The bastards. Those bastards. They knew Fraser would hate this, they knew that he'd--
--and the stripper was rubbing herself up against Fraser now, all up and down Fraser, and Fraser had gone utterly still, utterly withdrawn, like he was covered in roaches, in spiders, in mean, stinging insects--
--absolutely hate it, because that was the fucking joke, wasn't it? The joke was on Fraser, and those bastards were enjoying watching Fraser flip out--
--and the stripper clearly wasn't in on it, or maybe she was and she didn't give a shit, because she was touching Fraser's face now, mussing his hair and touching his face and smearing her makeup all over him--
"C'mon, quit it!" Ray yelled; he felt angrier than he'd ever felt in his life. "Lay off!"
--even though Fraser had his eyes shut and looked like he wanted to be a million miles away from there, a million zillion fucking--
"You lay off," Dewey retorted--and actually shoved him. "We're having a good time, so don't go giving us any of your bad fucking attitude--"
Ray grabbed him by the collar, yanked him close, hissed, "You've never seen my bad attitude--" and headbutted him as hard as he could. Dewey reeled backwards and Ray turned to the stripper and grabbed her by the upper arm, yanking her off Fraser. The men around them kept chanting, "Do it! Do it! Do it!"

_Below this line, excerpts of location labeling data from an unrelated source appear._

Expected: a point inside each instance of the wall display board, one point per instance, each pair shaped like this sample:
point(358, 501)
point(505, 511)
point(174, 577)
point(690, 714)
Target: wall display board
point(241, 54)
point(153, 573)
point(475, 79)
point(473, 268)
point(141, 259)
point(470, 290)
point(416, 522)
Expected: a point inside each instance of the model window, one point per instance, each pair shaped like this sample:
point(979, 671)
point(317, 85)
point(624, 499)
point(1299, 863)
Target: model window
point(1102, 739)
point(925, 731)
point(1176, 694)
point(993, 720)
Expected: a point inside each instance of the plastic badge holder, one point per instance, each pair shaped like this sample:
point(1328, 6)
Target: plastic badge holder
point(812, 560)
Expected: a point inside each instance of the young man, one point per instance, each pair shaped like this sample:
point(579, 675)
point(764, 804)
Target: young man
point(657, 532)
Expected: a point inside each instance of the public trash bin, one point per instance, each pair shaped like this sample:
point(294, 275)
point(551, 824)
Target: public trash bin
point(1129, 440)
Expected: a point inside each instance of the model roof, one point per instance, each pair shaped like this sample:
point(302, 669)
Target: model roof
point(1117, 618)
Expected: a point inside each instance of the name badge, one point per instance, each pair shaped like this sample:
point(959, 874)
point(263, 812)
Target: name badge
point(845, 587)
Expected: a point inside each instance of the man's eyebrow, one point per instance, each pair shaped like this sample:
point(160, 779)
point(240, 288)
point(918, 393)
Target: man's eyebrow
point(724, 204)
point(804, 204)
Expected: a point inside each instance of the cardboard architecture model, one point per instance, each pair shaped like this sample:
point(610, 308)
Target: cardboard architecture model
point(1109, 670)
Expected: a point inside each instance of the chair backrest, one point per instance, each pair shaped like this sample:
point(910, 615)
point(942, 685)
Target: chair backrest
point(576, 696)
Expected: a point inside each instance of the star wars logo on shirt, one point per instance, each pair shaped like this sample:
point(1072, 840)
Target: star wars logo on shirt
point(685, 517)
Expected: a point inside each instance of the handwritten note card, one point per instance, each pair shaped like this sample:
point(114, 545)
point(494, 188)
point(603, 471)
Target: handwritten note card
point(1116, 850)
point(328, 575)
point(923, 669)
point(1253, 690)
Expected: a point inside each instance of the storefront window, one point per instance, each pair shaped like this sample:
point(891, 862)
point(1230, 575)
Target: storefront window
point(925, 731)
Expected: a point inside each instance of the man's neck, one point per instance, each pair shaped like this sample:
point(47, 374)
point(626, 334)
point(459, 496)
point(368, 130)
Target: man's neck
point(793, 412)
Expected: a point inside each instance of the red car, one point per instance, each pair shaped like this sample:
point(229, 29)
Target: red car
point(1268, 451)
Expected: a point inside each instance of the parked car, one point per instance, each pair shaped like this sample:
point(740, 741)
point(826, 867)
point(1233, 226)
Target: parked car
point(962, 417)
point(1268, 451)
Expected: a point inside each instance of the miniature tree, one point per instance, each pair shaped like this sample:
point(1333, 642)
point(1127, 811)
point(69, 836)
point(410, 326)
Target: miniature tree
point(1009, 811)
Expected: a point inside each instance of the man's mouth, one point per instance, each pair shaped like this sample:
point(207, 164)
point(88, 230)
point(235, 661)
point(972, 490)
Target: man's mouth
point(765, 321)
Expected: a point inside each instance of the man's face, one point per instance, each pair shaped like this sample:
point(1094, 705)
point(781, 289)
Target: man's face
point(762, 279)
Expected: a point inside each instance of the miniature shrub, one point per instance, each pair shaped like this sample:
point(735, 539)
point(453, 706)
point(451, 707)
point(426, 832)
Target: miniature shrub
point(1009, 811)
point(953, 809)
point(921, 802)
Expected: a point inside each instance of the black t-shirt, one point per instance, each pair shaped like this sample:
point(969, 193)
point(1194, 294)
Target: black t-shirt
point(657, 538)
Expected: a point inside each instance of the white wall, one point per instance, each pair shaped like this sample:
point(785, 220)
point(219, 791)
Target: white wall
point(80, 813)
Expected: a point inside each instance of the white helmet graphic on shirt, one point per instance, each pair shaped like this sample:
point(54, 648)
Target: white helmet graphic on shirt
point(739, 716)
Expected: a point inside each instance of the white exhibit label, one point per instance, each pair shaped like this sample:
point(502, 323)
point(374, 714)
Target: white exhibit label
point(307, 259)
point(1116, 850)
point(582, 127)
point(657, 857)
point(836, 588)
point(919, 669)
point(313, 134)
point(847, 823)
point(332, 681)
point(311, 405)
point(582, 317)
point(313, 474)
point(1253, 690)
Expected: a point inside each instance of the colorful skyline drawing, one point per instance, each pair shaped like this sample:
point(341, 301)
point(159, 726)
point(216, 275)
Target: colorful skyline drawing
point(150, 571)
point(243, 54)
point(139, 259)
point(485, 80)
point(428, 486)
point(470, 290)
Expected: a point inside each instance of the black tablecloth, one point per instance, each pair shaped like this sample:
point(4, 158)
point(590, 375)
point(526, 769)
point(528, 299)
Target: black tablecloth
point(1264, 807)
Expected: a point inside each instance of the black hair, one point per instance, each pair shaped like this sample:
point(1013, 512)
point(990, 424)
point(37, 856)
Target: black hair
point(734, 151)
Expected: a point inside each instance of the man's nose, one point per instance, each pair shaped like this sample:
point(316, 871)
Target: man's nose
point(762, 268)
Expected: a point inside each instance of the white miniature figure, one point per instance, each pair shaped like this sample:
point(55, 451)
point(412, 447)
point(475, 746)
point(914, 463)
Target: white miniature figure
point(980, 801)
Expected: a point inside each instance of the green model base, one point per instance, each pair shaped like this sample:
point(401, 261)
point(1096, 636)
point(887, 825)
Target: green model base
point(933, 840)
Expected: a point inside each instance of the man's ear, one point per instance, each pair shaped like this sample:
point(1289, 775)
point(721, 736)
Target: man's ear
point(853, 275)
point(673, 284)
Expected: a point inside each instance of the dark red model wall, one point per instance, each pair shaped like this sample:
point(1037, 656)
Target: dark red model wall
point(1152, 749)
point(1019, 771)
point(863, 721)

"Scram, lady," Ray told her, roughly shoving her away. "Go do someone else."
She stumbled back a little on her heels and looked confused for a moment before pasting on her glamour-girl smile and going back to work, falling into the lap of a guy two tables down who yelled out in joy at his good luck. The other guys' eyes and bodies followed her, but Ray followed Fraser-- who'd melted, the second he was released, back against the wall into the very darkest corner of the room.
"You okay?" Ray murmured.
Fraser wasn't looking at him; Fraser wasn't looking at much of anything, it seemed. His head jerked in a quick nod.
Ray licked his lips nervously. "You want a drink?"

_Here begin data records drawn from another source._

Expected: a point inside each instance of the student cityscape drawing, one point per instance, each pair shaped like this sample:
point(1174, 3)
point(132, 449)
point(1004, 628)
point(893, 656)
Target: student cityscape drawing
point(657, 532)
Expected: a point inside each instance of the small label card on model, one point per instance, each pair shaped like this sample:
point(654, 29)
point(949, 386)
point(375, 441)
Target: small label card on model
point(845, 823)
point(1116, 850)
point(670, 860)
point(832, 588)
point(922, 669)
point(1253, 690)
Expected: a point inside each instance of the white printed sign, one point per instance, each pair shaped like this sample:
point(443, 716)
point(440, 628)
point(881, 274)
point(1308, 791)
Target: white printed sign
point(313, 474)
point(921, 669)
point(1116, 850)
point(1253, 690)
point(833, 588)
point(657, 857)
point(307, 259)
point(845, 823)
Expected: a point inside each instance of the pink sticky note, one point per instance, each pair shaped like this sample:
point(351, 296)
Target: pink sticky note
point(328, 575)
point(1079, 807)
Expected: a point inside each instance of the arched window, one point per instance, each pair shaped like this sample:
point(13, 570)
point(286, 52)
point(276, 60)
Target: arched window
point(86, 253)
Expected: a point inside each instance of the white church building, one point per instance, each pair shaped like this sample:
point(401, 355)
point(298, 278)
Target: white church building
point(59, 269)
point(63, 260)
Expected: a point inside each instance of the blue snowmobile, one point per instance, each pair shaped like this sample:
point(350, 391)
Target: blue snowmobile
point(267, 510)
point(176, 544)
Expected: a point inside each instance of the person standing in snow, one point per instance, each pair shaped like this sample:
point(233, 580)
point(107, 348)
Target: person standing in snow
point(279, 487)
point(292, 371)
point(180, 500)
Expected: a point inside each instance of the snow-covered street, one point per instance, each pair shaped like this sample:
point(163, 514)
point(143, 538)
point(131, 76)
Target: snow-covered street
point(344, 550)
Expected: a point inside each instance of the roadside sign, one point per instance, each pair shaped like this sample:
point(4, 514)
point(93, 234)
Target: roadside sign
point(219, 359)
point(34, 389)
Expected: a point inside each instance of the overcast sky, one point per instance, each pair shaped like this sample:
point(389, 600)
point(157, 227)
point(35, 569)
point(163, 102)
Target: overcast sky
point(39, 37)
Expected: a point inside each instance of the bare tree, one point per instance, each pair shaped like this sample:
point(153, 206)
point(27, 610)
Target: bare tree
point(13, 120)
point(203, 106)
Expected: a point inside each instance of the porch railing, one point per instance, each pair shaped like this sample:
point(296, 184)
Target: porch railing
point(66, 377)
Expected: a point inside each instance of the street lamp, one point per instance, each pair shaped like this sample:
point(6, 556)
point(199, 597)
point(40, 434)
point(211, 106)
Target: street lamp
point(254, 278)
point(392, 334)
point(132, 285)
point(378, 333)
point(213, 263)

Fraser shook his head, still not meeting Ray's eyes.
"I think you should have a drink," Ray said, more firmly.
"No." Fraser half-turned his body back toward the wall. "Do you think we could...go now?"
"Yeah," Ray said instantly. "We can go. Let's go."
Fraser nodded and began to walk stiffly toward the front room, and Ray followed him. They walked out through the empty front room of the bar and pushed through the swinging wood door into the cold night air, onto the empty sidewalk.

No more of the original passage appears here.